Japanese finance house Nomura says it expects Macau casino revenue to fall by 6 percent to 10 percent year-on-year in September if business in the first week of the month is any guide.
Perhaps more worryingly, the bank’s data suggest the retreat for the VIP market could be gathering pace again in September, on track to decline by as much as 24 percent judged year-on-year. That compares with August, when the VIP segment declined by “mid-teens” of percent year-on-year, according to Deutsche Bank’s Karen Tang.
In July, VIP business slipped by about 20 percent from a year earlier, said Grant Govertsen of Union Gaming Research Macau Ltd, with a similar fall in June.
“We estimate September mass revenues could be up about 15 percent to 19 percent year-on-year while VIP revenues could be down about 19 percent to 24 percent year-on-year, with VIP win rate up against an easier comp [comparison],” wrote Nomura analysts Louise Cheung and Harry Curtis on Monday.
“A lack of positive catalysts through year-end (and potentially 1Q 2015, which also lap a tough VIP comp) could keep investors on the sidelines, in our view,” they stated, adding current trends suggest 2014 revenue growth market wide to be only 2 percent to 3 percent, versus an analyst consensus of 3 percent to 6 percent.
“Looking further out, we expect about 7 percent to 8 percent 2015 full year GGR [gross gaming revenue] growth versus consensus range of 6 percent to 13 percent,” the analysts added. Ms Cheung and Mr Curtis said they remain “positive on Macau’s mass fundamentals”, including rising income in mainland China and new capacity in Macau as well as improved transport links to the city.
Nomura’s September forecast is only based on the first seven days of September inclusive for Macau’s casino sector, and on unofficial industry returns. The bank does note also that the lead up to China’s Golden Week holiday – including the October 1 festivities marking the foundation of the People’s Republic of China – is typically one of the slower periods in late summer and early autumn.
If the year-on-year forecast proves correct, it would be the fourth month in a row that GGR had declined judged against year prior periods.

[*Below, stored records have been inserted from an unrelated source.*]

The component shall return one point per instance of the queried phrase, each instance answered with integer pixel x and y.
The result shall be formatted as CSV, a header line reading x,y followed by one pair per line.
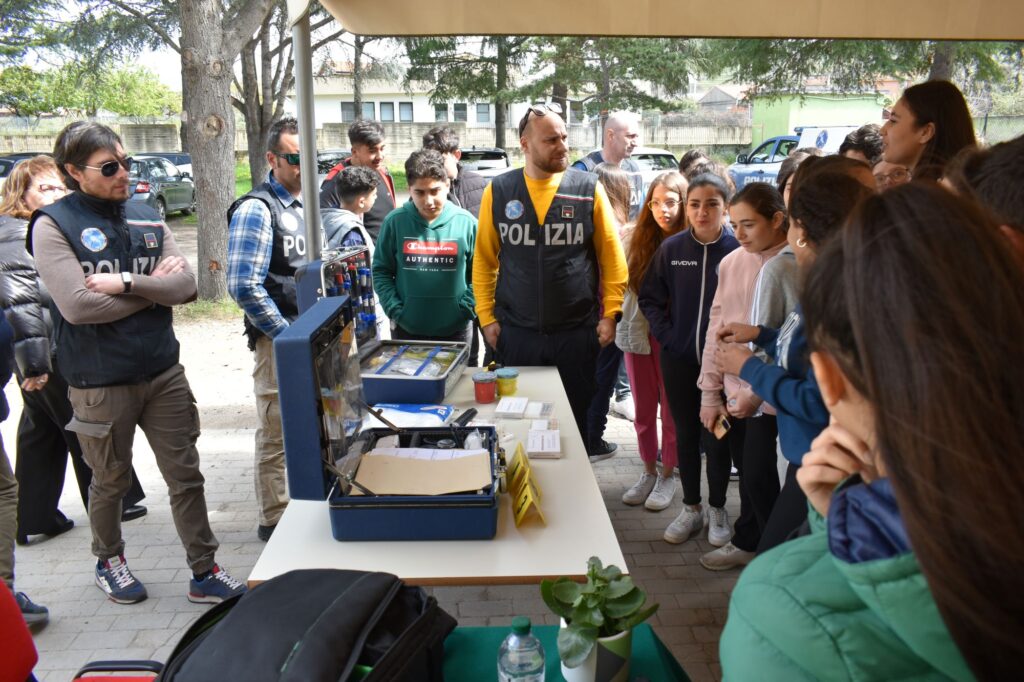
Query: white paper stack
x,y
511,408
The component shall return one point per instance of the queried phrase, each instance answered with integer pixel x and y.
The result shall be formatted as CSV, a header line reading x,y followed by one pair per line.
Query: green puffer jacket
x,y
846,602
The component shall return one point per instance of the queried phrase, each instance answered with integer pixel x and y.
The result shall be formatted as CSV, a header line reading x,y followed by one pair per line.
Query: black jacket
x,y
467,190
112,237
25,301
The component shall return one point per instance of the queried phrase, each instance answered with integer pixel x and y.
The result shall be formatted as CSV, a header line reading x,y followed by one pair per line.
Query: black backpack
x,y
327,625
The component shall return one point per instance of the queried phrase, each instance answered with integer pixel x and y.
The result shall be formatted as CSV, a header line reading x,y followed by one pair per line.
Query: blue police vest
x,y
110,237
547,271
288,253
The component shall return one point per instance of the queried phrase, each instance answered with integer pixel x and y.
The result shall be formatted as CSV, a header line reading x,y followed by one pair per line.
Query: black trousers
x,y
758,479
788,513
684,401
572,351
43,445
608,360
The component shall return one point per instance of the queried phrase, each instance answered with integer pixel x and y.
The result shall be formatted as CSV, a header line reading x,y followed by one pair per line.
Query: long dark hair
x,y
922,305
765,200
823,202
941,103
646,235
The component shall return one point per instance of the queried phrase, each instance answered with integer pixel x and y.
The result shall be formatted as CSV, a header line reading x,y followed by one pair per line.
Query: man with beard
x,y
537,280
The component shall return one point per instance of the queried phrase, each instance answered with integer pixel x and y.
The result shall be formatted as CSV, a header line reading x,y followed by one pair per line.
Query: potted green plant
x,y
595,641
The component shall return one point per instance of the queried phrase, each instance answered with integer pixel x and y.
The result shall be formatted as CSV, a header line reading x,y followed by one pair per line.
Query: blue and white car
x,y
763,163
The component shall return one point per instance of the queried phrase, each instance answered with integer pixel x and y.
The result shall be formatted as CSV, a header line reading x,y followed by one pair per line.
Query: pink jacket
x,y
737,276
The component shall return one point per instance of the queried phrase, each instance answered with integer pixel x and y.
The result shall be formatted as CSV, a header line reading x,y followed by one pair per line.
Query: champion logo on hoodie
x,y
429,255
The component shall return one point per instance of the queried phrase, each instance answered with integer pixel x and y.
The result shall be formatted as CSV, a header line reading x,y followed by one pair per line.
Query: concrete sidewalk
x,y
84,626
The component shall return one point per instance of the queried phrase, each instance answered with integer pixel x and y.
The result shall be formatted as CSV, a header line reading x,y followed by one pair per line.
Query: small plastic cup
x,y
485,387
508,381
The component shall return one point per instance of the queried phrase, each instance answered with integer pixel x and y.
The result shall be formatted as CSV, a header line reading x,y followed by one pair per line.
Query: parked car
x,y
161,184
826,138
652,162
486,161
763,163
179,159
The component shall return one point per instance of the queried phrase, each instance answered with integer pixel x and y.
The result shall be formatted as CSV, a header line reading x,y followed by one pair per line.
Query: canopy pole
x,y
307,133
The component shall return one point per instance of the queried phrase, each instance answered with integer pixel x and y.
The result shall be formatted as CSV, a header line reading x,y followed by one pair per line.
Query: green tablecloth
x,y
471,655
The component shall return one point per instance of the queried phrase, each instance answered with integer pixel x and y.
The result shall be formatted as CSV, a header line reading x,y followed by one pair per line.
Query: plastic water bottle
x,y
520,657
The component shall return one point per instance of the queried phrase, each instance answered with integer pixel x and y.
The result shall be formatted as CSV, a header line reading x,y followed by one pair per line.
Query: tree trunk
x,y
942,61
560,95
501,86
211,135
358,43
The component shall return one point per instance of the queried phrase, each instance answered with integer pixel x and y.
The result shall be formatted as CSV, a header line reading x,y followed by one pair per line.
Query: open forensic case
x,y
371,477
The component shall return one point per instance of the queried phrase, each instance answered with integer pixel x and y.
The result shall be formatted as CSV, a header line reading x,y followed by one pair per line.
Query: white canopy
x,y
934,19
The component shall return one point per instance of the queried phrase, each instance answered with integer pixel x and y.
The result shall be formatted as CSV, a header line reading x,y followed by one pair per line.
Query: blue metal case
x,y
322,409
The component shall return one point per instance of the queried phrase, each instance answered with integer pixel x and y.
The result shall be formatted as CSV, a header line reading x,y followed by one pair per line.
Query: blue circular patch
x,y
93,239
514,210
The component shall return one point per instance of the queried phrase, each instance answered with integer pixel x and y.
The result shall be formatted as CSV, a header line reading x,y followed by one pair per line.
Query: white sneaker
x,y
640,489
726,557
660,497
689,521
625,408
719,531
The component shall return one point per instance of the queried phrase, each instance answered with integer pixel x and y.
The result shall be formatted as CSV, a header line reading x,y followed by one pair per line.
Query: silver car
x,y
162,185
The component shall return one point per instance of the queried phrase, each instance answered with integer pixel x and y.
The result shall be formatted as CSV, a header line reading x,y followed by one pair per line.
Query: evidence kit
x,y
368,475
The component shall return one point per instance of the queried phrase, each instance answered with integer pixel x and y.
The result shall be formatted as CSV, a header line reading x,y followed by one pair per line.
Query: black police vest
x,y
547,275
288,253
109,237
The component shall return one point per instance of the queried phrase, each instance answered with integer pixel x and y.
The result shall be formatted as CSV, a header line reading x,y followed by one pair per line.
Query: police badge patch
x,y
514,210
93,239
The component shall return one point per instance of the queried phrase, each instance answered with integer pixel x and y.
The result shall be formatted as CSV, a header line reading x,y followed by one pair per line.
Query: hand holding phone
x,y
722,426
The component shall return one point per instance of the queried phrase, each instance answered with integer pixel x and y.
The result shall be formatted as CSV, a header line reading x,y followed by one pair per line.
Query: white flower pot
x,y
607,662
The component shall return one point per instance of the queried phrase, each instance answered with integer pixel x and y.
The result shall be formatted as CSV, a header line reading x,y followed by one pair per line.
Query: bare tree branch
x,y
157,29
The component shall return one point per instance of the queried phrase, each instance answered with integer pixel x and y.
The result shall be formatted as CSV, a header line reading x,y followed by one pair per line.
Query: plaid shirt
x,y
250,243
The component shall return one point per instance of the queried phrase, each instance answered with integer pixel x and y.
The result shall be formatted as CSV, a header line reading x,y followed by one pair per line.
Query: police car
x,y
763,163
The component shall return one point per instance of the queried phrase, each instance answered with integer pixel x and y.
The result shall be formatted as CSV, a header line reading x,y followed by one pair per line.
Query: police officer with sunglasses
x,y
114,271
266,244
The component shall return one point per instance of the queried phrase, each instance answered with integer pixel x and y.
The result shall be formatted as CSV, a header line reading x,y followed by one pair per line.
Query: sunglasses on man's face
x,y
291,159
110,168
539,110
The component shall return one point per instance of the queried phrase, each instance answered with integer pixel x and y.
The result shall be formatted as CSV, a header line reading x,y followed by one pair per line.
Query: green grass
x,y
202,310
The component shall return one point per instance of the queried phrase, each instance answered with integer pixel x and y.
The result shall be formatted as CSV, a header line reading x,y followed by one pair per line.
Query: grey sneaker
x,y
640,489
660,497
726,557
689,521
719,531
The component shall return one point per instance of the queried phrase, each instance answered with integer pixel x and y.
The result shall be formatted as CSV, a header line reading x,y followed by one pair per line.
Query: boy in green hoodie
x,y
424,258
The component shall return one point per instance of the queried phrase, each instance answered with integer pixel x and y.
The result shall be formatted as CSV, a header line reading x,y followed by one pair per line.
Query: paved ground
x,y
85,627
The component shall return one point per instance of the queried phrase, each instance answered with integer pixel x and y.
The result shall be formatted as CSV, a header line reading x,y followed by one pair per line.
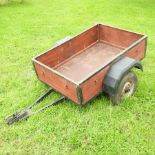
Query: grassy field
x,y
29,28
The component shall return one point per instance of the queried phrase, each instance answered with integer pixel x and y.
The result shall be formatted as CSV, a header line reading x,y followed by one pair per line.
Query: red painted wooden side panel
x,y
55,81
93,86
137,52
118,37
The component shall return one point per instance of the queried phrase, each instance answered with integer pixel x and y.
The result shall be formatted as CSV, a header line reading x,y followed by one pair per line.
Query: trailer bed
x,y
79,66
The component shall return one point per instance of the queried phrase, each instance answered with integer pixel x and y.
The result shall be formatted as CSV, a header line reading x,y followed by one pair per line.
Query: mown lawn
x,y
99,128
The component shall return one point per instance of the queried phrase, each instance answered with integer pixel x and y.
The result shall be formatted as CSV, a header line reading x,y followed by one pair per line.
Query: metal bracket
x,y
25,114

That would make it the most sustained retreat since the period between December 2008 and June 2009, shortly after the global financial crisis emerged via the United States.
As in previous months, the culprit of such eventual decline is expected to be weakness in the VIP gambling market. High rollers still account for around 60 percent plus of all Macau gambling revenues even after 10 years of mass market expansion thanks to the creation of Las Vegas-style casino resorts and the widening of mainland China’s individual visa programme boosting mass-market arrivals from the mainland.
There is no analyst consensus however that the problem is purely a demand-side weakness linked to a crackdown on corruption in mainland China. There is also a supply-side issue regarding the availability of visas for Macau-bound gamblers from mainland China, reiterated Credit Suisse AG’s Kenneth Fong on August 29. Whatever the precise reasons, there is a decline in mainland Chinese gamblers spending conspicuously at the city’s gambling tables.
A number of banks have reduced their revenue growth estimates for 2014 as a whole, based on the continuing VIP weakness. Last week, Deutsche Bank in New York also reduced share price targets for Wynn Resorts Ltd (parent of Macau operator Wynn Macau Ltd), Las Vegas Sands Corp (parent of Sands China Ltd) and MGM Resorts International (majority owner of MGM China Holdings Ltd).